The core logic of encrypted payments is “regulatory geographical isolation.”
Negative example: The cost of not having geographical isolation
Paxful (peer-to-peer payment platform)
Reason: Failed to effectively block users from Iran and Russia;
Consequences: U.S. regulators investigate, and the founder announces the suspension of operations.
Bitzlato
Reason: Allow Russian and sanctioned area users to trade.
Consequences: Sued by the U.S. Department of Justice as a money laundering platform, assets frozen.
Certain U Card projects
Mode: Hong Kong MSO + Overseas Issuing API, but IP blocking not set;
Consequences: The Sponsor bank discovers transactions from users in high-risk areas, resulting in the freezing of clearing accounts and the immediate suspension of the project.
In summary:
Without geographical compliance in crypto payments, it is not an innovative product, but rather “violation of financial services.”
Lawyer's Perspective: How to Build a Compliance Firewall
Restricted Jurisdictions Policy
Customer Acceptance Policy
“Geo-IP Blocking and Verification Process”
Nationality Verification (KYC)
Proof of Address
Login device IP & GPS detection
Card issuance or payment path tracking
Issuing institutions, sponsor banks, and custodians all require a list without sanctioned zone clients.

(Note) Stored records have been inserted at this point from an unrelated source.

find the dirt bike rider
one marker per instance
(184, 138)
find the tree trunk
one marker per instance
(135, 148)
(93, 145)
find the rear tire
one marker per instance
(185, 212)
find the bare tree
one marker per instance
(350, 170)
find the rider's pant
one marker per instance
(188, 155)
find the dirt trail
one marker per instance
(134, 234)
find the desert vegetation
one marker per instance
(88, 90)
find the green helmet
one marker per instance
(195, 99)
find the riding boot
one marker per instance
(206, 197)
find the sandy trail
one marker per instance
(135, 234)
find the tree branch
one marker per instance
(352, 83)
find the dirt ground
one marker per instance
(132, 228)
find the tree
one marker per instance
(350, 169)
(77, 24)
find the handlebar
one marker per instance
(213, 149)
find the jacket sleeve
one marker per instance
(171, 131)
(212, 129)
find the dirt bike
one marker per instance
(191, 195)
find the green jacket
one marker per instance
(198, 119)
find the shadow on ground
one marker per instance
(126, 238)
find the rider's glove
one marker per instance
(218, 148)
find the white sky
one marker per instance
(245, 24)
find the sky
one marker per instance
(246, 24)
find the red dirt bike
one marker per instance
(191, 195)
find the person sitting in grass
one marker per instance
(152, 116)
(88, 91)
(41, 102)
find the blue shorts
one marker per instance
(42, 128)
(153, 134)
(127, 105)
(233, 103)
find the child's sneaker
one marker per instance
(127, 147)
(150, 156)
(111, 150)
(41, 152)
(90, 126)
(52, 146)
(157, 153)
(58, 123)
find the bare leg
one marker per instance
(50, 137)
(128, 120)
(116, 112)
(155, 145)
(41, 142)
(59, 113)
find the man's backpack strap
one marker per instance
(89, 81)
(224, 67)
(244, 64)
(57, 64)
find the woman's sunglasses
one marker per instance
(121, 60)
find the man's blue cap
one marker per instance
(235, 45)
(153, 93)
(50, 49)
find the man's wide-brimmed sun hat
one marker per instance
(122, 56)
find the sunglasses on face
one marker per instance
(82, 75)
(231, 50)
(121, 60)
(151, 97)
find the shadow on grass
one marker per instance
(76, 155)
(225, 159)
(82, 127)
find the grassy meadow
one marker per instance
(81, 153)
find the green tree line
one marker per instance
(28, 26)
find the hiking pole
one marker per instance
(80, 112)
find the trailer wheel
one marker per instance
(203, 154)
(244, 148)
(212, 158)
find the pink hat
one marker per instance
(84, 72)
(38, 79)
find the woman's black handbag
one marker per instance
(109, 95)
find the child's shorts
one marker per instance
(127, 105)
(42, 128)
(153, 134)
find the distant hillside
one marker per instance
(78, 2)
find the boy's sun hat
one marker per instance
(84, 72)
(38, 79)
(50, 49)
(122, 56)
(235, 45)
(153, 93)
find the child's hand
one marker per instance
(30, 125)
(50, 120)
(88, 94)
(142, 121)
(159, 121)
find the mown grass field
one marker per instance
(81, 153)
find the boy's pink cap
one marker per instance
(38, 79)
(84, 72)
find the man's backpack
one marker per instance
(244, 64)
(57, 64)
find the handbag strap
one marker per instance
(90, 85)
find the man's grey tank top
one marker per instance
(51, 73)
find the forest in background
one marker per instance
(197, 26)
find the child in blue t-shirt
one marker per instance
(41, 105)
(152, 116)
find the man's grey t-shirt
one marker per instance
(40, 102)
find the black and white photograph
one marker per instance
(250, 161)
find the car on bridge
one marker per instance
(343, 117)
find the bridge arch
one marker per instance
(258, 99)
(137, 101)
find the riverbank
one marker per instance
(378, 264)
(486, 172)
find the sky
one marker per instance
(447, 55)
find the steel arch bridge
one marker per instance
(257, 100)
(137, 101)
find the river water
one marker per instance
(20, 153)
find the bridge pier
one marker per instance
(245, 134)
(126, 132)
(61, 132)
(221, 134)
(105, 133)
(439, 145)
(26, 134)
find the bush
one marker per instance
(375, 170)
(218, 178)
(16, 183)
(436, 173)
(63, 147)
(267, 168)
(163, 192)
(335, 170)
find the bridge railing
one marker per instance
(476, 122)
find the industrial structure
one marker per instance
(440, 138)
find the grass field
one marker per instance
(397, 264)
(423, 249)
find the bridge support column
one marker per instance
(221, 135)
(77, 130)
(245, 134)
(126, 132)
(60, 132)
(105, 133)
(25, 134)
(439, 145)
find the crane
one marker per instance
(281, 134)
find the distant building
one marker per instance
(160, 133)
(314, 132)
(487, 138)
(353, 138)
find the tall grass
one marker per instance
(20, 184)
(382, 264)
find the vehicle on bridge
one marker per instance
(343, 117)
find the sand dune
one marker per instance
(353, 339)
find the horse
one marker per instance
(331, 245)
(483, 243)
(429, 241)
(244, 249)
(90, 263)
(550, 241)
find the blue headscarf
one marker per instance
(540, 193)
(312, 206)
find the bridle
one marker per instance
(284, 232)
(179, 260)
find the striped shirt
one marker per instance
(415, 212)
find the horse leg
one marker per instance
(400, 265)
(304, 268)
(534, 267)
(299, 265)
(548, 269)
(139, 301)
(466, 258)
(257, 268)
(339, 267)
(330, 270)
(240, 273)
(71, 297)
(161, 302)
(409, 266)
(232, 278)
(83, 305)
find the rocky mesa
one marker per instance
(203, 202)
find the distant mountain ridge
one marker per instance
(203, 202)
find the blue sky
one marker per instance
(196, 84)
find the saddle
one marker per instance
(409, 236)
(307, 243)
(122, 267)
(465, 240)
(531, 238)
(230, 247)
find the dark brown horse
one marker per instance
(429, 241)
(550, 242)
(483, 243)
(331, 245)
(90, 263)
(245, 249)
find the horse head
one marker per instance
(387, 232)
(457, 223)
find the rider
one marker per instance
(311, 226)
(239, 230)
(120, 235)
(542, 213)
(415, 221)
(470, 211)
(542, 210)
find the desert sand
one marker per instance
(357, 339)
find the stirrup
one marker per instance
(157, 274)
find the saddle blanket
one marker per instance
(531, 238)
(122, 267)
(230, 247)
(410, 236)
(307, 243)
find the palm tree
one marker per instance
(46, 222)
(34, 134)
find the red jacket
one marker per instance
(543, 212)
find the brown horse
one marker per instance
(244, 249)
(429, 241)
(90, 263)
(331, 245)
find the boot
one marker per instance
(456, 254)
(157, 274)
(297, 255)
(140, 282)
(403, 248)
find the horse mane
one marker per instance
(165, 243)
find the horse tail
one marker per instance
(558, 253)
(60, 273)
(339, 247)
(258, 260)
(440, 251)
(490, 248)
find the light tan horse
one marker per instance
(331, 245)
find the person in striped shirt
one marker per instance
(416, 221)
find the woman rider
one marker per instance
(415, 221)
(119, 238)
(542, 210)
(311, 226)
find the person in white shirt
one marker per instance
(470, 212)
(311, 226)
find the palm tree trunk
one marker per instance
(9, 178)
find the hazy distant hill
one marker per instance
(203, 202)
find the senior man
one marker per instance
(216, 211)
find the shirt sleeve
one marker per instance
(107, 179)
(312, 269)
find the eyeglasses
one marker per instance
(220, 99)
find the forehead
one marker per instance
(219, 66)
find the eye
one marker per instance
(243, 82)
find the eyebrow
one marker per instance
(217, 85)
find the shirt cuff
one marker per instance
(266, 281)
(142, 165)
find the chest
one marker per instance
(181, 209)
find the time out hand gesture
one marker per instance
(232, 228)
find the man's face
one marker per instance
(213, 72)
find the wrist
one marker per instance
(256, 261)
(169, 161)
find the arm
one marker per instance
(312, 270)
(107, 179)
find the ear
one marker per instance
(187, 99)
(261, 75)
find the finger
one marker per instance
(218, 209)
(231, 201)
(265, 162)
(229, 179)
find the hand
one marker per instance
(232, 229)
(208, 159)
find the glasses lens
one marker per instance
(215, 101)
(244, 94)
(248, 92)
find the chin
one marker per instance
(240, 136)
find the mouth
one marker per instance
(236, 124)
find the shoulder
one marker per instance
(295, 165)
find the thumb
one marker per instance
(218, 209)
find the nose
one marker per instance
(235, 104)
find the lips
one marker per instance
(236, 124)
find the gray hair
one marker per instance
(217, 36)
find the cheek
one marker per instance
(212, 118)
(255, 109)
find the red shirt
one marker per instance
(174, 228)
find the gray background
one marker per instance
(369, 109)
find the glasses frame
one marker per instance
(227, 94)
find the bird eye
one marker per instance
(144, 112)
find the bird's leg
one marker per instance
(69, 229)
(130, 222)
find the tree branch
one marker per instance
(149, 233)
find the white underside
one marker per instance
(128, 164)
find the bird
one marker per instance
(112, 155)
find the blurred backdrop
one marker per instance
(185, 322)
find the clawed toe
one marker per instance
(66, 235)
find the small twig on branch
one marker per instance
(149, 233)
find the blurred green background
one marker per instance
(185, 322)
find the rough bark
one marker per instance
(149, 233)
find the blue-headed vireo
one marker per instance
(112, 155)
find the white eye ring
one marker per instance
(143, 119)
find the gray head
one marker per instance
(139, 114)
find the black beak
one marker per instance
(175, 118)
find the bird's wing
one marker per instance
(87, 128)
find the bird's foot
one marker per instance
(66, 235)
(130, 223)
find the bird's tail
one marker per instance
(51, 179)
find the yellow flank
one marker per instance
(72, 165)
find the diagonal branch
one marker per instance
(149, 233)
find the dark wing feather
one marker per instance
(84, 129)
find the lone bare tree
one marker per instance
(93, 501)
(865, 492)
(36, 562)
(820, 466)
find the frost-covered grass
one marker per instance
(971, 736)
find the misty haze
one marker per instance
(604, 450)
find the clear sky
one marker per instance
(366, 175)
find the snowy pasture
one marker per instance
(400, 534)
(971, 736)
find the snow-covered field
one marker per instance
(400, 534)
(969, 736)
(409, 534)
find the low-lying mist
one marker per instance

→Include “compliance guarantee clause” and “ongoing screening obligation” in the cooperation agreement.
Regularly synchronize OFAC / FATF / EU / UN official lists,
And establish an internal list update schedule (quarterly updates are recommended).
Conclusion: The true competitive advantage of crypto payments is “sustainable compliance”.
In the crypto payment sector, the technical barriers are not high; the compliance barriers are the real moat. The faster you can process payments, the quicker regulators can freeze you; the more countries you serve, the steeper the risk curve.
True globalization is not about “anyone can use it,” but about “using it in compliance.”
Geographic exclusion is not about abandoning the market, but about preserving the lifeblood. In the world of cryptocurrency payments, the projects that can survive are not necessarily the fastest runners, but those that understand the boundaries of risk control the best.